The Boomtown Rats, “I Don’t Like Mondays,” #73, 2/23/1980
Also creepy, but for a completely different reason. Boomtown Rats leader Bob Geldof and keyboardist Johnnie Fingers wrote the song after hearing about a school killing in San Diego; the student who killed two and wounded nine told reporters “I don’t like Mondays.” Geldof incorporated some of her statements into the lyrics, which he later regretted: “[She] wrote to me saying ‘she was glad she'd done it because I'd made her famous,’ which is not a good thing to live with.” The song was a major hit through most of the world (including #1 in Ireland, Australia, and the United Kingdom), but here in the United States, it understandably didn’t get much traction. The band’s only hit in the United States, The Boomtown Rats charted 16 times in the United Kingdom between 1977 and their breakup in 1985; they’ve since reunited. Geldof, of course, was a driving force in Band Aid (cowriting “Do They Know It’s Christmas?”) and Live Aid.

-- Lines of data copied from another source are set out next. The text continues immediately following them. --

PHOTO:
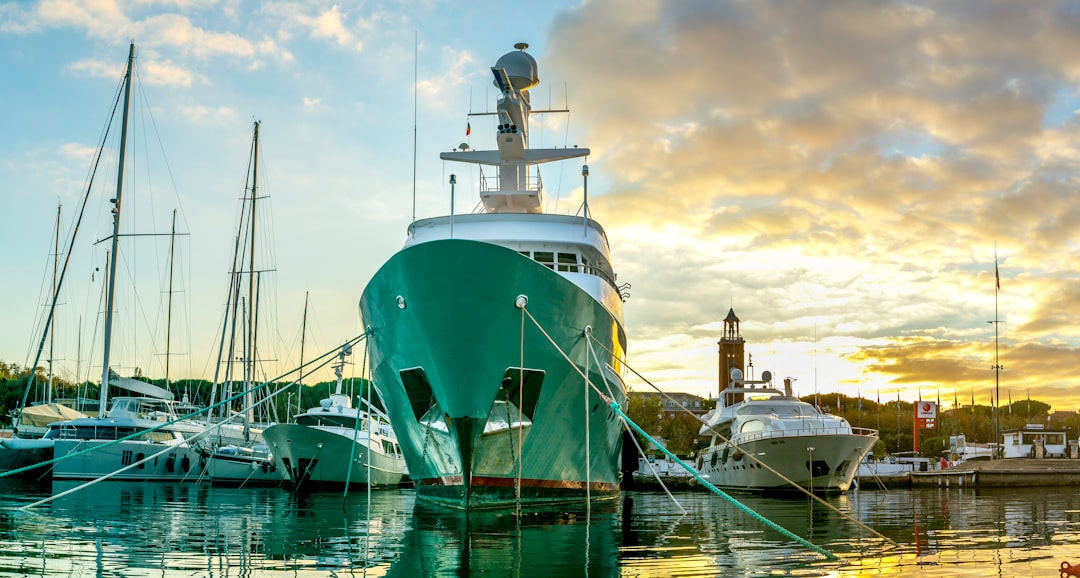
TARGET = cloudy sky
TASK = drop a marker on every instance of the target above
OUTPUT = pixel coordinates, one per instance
(840, 173)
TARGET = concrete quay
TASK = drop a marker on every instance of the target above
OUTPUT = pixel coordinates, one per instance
(1012, 472)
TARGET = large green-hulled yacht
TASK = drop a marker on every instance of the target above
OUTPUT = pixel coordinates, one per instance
(484, 325)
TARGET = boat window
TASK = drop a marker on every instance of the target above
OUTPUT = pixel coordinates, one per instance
(568, 261)
(752, 426)
(545, 257)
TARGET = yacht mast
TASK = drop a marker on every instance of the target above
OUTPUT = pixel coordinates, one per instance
(116, 233)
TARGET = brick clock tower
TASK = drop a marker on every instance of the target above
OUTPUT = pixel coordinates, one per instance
(731, 350)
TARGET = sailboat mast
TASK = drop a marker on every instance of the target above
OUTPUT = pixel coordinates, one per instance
(304, 335)
(116, 233)
(997, 360)
(169, 314)
(52, 319)
(251, 279)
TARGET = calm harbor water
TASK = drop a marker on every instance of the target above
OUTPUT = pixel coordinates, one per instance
(121, 528)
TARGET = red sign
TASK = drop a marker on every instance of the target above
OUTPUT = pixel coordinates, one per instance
(926, 415)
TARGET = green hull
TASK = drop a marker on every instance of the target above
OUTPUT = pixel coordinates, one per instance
(487, 411)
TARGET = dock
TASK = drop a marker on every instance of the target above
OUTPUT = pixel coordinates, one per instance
(1013, 472)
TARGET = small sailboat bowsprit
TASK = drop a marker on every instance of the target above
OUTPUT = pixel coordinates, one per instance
(483, 326)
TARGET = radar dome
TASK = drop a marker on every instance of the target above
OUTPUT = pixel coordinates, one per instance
(521, 67)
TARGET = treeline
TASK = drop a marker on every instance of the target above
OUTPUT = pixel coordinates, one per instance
(894, 421)
(281, 407)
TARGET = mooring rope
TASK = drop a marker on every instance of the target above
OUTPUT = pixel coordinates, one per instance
(714, 489)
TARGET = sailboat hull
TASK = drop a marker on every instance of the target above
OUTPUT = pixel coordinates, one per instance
(486, 403)
(179, 464)
(321, 457)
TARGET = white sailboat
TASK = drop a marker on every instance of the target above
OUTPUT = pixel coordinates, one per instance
(337, 444)
(30, 424)
(237, 453)
(140, 437)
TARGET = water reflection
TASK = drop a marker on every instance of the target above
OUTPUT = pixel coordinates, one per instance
(564, 541)
(186, 529)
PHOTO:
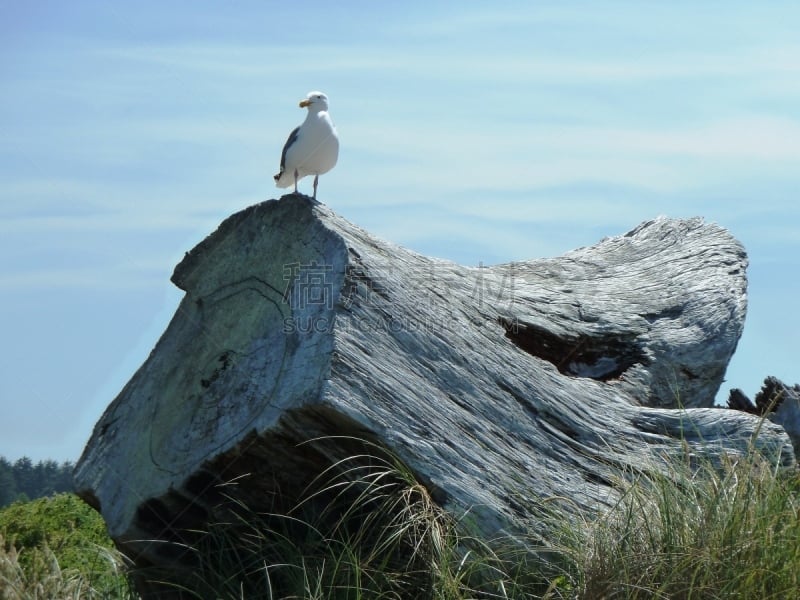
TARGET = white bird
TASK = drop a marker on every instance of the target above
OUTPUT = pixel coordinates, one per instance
(312, 148)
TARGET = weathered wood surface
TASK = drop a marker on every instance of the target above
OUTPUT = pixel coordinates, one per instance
(779, 402)
(494, 385)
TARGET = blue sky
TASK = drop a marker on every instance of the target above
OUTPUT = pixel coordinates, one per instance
(477, 132)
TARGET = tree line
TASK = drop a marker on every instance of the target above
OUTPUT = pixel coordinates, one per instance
(26, 480)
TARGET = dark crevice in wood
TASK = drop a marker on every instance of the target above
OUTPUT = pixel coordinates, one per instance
(603, 357)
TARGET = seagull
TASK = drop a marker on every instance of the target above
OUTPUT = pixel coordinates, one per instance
(312, 148)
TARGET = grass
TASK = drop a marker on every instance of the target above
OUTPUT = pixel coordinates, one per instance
(365, 528)
(57, 547)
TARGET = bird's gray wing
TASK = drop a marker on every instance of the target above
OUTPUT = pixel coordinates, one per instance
(289, 142)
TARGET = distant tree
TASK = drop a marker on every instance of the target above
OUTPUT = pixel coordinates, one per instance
(23, 480)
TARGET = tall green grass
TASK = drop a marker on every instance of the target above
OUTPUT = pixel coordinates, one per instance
(365, 528)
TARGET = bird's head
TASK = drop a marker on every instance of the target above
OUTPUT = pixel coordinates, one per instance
(316, 101)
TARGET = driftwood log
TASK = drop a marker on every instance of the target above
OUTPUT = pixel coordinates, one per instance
(495, 385)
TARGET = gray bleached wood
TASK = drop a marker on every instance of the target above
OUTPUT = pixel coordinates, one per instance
(495, 385)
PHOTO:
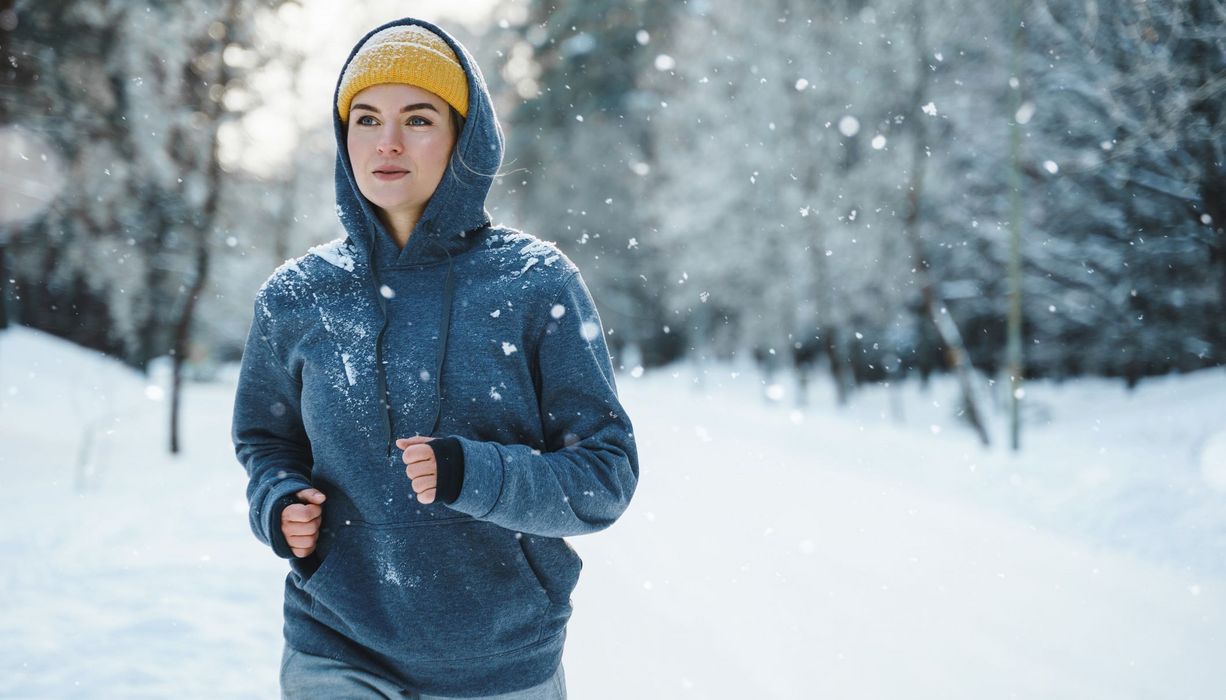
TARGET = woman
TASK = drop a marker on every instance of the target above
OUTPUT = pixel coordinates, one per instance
(427, 406)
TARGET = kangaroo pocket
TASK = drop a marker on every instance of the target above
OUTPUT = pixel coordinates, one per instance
(429, 591)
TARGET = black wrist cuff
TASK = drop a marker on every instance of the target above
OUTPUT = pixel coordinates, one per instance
(449, 456)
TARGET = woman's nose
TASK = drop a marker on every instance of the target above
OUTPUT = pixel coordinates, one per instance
(390, 142)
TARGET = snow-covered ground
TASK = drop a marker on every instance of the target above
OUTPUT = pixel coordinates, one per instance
(770, 552)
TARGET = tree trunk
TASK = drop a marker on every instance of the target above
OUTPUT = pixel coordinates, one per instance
(204, 224)
(956, 357)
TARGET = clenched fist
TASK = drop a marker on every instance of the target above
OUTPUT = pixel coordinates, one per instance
(421, 467)
(300, 521)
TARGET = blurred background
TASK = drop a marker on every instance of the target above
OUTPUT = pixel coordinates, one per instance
(917, 307)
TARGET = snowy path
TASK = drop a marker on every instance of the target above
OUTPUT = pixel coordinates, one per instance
(763, 557)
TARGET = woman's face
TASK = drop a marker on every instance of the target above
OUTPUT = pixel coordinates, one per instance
(400, 140)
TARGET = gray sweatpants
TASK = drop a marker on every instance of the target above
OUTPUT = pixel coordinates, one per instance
(309, 677)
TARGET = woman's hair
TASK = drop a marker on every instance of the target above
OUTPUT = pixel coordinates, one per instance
(456, 121)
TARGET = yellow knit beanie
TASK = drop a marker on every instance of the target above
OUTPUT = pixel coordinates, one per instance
(406, 54)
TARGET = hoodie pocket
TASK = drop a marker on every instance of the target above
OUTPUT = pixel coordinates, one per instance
(429, 591)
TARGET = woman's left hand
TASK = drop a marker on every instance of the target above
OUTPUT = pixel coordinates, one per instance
(421, 467)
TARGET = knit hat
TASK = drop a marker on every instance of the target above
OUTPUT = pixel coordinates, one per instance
(406, 54)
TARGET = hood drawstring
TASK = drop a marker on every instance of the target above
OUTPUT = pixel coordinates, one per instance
(444, 327)
(444, 331)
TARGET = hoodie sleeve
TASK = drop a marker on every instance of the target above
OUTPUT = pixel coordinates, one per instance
(269, 438)
(590, 470)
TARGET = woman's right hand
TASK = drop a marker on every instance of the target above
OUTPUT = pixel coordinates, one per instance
(300, 521)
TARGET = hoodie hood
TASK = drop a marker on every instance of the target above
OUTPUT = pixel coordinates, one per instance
(457, 205)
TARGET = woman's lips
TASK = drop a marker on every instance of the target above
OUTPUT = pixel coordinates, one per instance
(390, 174)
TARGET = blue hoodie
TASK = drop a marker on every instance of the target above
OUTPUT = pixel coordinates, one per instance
(472, 332)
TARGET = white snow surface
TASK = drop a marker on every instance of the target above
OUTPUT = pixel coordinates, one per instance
(771, 551)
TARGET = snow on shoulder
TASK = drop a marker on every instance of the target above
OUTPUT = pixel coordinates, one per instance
(338, 251)
(532, 250)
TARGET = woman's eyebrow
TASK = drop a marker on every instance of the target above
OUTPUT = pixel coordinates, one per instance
(402, 109)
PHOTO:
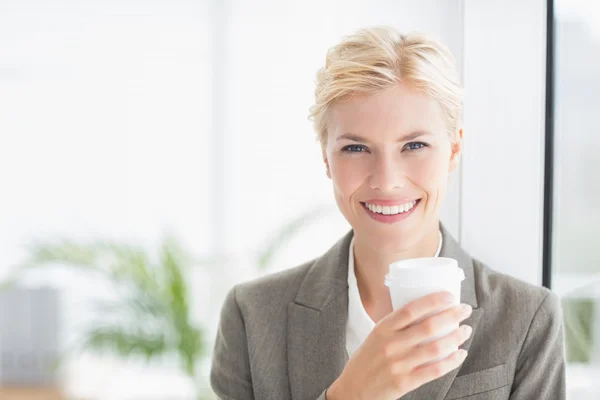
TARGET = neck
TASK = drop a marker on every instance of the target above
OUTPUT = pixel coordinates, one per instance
(371, 266)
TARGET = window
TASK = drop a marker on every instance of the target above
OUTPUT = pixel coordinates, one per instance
(576, 219)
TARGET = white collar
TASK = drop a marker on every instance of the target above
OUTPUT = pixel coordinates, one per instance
(360, 324)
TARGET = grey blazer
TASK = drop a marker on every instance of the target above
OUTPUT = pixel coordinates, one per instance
(283, 336)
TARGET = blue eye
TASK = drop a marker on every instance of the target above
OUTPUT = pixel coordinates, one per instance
(354, 148)
(415, 145)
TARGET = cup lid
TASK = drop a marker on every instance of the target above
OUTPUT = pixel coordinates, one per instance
(428, 271)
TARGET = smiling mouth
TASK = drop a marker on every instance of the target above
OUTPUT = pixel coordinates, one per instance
(391, 210)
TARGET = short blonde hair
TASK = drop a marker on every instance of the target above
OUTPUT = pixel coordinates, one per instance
(375, 59)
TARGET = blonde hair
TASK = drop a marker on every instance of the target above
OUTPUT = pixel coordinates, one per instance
(375, 59)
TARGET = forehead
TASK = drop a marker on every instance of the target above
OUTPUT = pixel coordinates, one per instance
(396, 111)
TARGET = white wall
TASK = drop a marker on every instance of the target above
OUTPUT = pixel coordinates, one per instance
(504, 75)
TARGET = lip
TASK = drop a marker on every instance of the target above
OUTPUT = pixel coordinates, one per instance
(392, 202)
(390, 219)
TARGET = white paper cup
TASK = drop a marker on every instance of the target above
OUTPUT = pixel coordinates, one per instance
(412, 279)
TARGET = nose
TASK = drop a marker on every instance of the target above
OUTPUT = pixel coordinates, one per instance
(387, 174)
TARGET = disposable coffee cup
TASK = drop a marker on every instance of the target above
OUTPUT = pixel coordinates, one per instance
(414, 278)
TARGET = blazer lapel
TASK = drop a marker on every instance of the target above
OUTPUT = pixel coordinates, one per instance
(437, 389)
(316, 330)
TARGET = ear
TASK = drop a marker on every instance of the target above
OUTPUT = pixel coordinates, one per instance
(456, 151)
(326, 161)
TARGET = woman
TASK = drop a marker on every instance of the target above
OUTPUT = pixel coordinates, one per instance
(388, 114)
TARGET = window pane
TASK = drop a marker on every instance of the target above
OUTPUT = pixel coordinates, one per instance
(577, 190)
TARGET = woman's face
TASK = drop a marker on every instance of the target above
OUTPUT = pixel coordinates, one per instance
(389, 156)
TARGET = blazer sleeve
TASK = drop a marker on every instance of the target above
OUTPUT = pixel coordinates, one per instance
(230, 376)
(540, 372)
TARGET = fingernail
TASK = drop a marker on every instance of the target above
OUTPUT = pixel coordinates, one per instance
(448, 298)
(466, 309)
(467, 330)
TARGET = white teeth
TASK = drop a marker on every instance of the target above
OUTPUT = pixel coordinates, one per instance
(391, 210)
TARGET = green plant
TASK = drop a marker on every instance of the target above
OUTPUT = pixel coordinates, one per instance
(149, 314)
(578, 321)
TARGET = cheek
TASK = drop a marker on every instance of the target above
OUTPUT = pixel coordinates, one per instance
(430, 173)
(347, 175)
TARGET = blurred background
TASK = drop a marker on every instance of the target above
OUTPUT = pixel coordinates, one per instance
(155, 153)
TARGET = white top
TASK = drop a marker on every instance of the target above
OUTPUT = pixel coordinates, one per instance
(360, 324)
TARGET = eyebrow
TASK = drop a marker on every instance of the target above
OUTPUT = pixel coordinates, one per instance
(405, 138)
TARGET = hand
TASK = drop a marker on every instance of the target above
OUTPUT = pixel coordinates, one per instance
(393, 359)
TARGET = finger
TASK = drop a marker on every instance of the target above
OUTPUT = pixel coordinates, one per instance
(438, 348)
(415, 310)
(432, 326)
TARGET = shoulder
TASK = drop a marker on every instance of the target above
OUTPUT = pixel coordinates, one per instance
(512, 298)
(270, 292)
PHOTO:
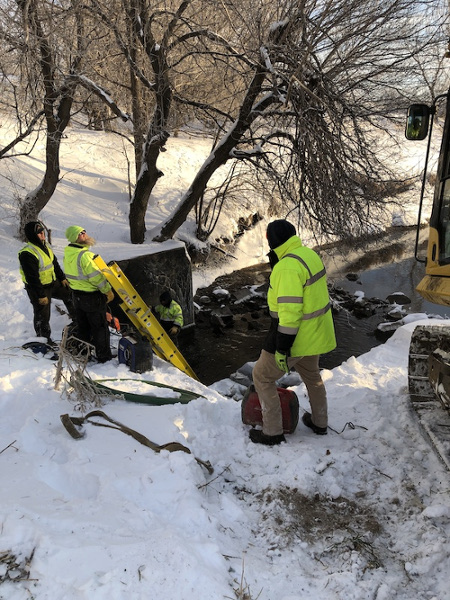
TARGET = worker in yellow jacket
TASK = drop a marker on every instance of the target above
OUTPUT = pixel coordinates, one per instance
(43, 278)
(301, 330)
(169, 314)
(91, 292)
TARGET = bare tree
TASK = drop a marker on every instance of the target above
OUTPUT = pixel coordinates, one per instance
(320, 76)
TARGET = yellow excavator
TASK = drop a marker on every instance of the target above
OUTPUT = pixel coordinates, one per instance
(429, 352)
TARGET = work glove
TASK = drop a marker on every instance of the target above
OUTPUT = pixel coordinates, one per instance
(281, 360)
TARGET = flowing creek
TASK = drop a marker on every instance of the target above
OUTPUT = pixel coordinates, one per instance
(216, 352)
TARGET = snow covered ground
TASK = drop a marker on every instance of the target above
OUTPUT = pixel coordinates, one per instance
(363, 513)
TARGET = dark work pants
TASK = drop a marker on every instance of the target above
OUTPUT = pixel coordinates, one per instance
(41, 313)
(90, 319)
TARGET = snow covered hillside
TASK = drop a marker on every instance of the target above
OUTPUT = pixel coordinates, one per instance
(362, 513)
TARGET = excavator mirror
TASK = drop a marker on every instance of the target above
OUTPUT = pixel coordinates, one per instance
(417, 122)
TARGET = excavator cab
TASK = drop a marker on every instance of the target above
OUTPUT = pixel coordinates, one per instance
(429, 352)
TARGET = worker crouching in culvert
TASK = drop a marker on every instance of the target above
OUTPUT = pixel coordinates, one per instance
(169, 314)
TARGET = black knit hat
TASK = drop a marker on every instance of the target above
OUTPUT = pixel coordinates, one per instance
(278, 232)
(31, 230)
(165, 297)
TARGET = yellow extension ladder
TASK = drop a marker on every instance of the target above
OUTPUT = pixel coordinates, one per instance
(142, 317)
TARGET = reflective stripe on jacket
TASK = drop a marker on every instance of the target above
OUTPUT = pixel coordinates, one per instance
(171, 313)
(81, 271)
(298, 297)
(46, 267)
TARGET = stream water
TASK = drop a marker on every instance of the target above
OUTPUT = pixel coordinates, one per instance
(214, 356)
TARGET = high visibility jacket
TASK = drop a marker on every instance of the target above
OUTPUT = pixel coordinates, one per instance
(81, 271)
(46, 266)
(171, 313)
(298, 297)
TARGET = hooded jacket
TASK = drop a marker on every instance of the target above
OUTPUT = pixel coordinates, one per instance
(172, 313)
(299, 303)
(81, 271)
(38, 265)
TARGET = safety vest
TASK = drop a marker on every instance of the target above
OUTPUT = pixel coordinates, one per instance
(46, 267)
(171, 313)
(298, 297)
(81, 271)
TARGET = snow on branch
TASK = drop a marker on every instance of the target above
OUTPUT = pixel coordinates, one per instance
(243, 154)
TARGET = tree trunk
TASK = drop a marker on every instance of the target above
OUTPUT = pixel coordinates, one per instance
(146, 181)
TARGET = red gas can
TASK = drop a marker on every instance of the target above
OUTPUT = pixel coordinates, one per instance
(251, 409)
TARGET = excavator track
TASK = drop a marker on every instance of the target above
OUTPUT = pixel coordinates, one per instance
(429, 384)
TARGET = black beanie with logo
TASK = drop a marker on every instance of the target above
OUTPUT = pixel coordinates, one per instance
(278, 232)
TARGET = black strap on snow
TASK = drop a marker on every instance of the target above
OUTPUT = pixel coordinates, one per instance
(71, 423)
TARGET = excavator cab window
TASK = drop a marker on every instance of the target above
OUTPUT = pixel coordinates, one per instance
(444, 205)
(417, 122)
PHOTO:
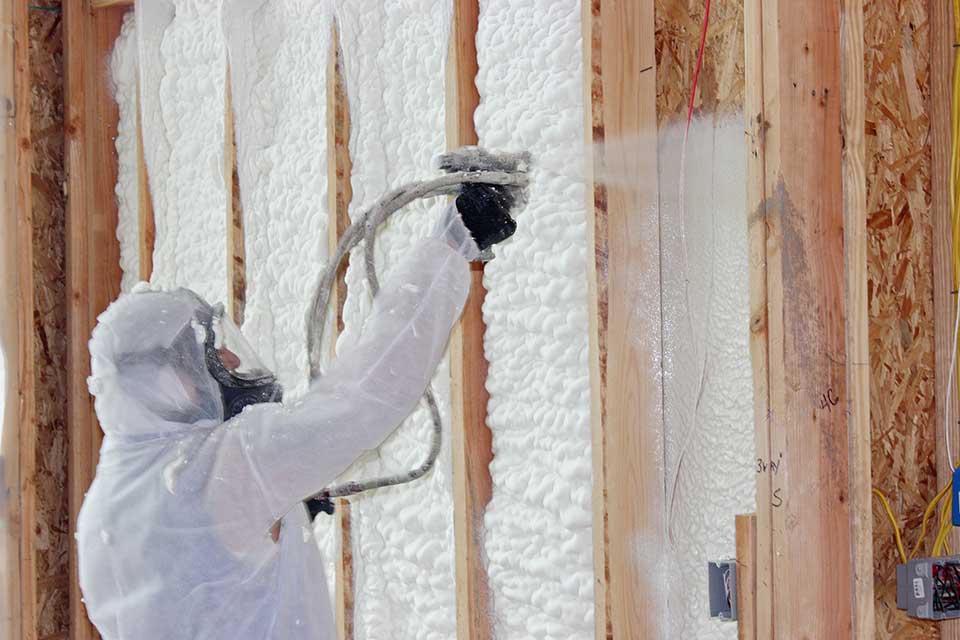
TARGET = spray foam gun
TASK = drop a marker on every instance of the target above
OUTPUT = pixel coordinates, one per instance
(467, 165)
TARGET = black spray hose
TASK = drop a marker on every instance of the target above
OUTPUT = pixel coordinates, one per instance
(365, 228)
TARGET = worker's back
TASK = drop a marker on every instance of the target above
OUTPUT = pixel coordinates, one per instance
(153, 565)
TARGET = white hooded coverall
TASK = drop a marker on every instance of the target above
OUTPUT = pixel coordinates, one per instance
(173, 535)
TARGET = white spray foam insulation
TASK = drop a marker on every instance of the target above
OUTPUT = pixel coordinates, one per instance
(394, 58)
(182, 62)
(278, 58)
(716, 439)
(538, 523)
(278, 54)
(123, 75)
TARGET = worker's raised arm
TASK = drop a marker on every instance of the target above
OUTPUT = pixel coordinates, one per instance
(298, 448)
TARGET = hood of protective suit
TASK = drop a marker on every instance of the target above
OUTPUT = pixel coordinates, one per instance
(148, 373)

He didn’t start charting highly for a few years, but John Mellencamp (then known by his much-loathed stage name of John Cougar) had been recording for a long time before “Hurts So Good” and “Jack and Diane.” “Small Paradise” came from his third album (the first one had a small release in the United States; the second had none at all), John Cougar, which also included his first major hit, “I Need a Lover” (which had been picked up from the second album, A Biography). “I Need a Lover” stands head and shoulders above everything else on the rest of the album; although “Small Paradise” isn’t bad, it’s just a little too slick compared to his later work. (I guess I should probably listen to the album again one of these days.) This is from American Bandstand, of course; I actually remember watching this episode when I was a teenager.